About Qubole Open Data Lake Platform
Qubole is an open and secure data lake platform for machine learning, streaming, and ad-hoc analytics.
Qubole enhanced its platform security by supporting AWS PrivateLink in 2019. Qubole with AWS PrivateLink makes it easy to connect services across different AWS accounts and VPCs, and significantly simplifies network architecture. When a customer configures the Qubole Platform through AWS’s PrivateLink connectivity, the traffic between Qubole VPC and the customer’s VPC does not traverse through the public internet.
AWS PrivateLink Overview
AWS PrivateLink is supported by a Virtual Private Cloud (VPC) endpoint, a logical networking component provided within the VPC.
A VPC is a virtual network dedicated to your AWS account. It is logically isolated from other virtual networks in the AWS Cloud.
Figure 1.1: source https://aws.amazon.com/privatelink
There are two types of VPC endpoints as per the AWS console: gateway endpoints and interface endpoints
A VPC gateway endpoint is a gateway that you specify as a target for a route in your route table for traffic destined to a supported AWS service such as Amazon S3 and DynamoDB.
A VPC interface endpoint is an Elastic Network Interface (ENI), which is a logical networking component in a VPC that represents a virtual network card with a private IP address from the IP address range of your subnet. The ENI serves as an entry point for traffic destined for a supported service within the VPC. Interface endpoints are powered by AWS PrivateLink, a technology that enables you to privately access services by using private IP addresses.

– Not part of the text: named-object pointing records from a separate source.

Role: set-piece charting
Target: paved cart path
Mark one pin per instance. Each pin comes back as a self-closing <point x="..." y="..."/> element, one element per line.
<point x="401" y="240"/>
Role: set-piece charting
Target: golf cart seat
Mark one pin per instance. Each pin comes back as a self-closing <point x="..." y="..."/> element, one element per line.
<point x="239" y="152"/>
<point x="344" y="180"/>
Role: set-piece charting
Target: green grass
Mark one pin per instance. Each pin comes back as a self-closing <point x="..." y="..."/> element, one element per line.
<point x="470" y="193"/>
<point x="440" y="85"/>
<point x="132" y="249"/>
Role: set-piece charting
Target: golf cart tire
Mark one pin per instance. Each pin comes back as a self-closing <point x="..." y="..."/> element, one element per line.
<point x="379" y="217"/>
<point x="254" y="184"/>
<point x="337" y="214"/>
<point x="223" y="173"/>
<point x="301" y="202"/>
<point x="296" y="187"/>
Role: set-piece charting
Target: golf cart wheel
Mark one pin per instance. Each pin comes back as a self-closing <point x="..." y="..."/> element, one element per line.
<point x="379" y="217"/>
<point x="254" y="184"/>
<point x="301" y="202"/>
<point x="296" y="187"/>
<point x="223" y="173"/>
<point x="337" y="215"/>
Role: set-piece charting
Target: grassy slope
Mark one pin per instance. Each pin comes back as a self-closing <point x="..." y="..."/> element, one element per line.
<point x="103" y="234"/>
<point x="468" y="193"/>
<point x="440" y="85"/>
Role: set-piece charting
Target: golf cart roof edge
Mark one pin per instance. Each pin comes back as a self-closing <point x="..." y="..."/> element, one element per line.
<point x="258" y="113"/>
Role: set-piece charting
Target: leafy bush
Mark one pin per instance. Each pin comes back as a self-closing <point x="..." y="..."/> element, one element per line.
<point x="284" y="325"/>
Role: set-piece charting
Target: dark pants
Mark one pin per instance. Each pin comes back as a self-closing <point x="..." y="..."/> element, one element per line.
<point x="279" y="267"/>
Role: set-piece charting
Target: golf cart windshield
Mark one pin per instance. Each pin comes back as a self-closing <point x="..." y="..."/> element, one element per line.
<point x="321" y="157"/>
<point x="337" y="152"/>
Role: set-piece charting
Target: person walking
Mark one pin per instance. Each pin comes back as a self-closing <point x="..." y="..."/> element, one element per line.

VPC Endpoints are virtual devices. They are horizontally scaled, redundant, and highly available VPC components. They allow communication between instances in your VPC and services without imposing availability risks or bandwidth constraints on your network traffic.
It is possible that two VPCs could be either in the same or different AWS accounts. Connecting VPC endpoints via AWS PrivateLink does not require an internet gateway, NAT device, VPN connection, or AWS Direct Connect connection. When VPC endpoints are connected via AWS PrivateLink, the traffic between two VPCs does not leave the Amazon network. This helps in simplifying your network architecture.
Importance of Security at Qubole
Qubole is committed to providing a secure, reliable, and performant cloud-native platform for customers.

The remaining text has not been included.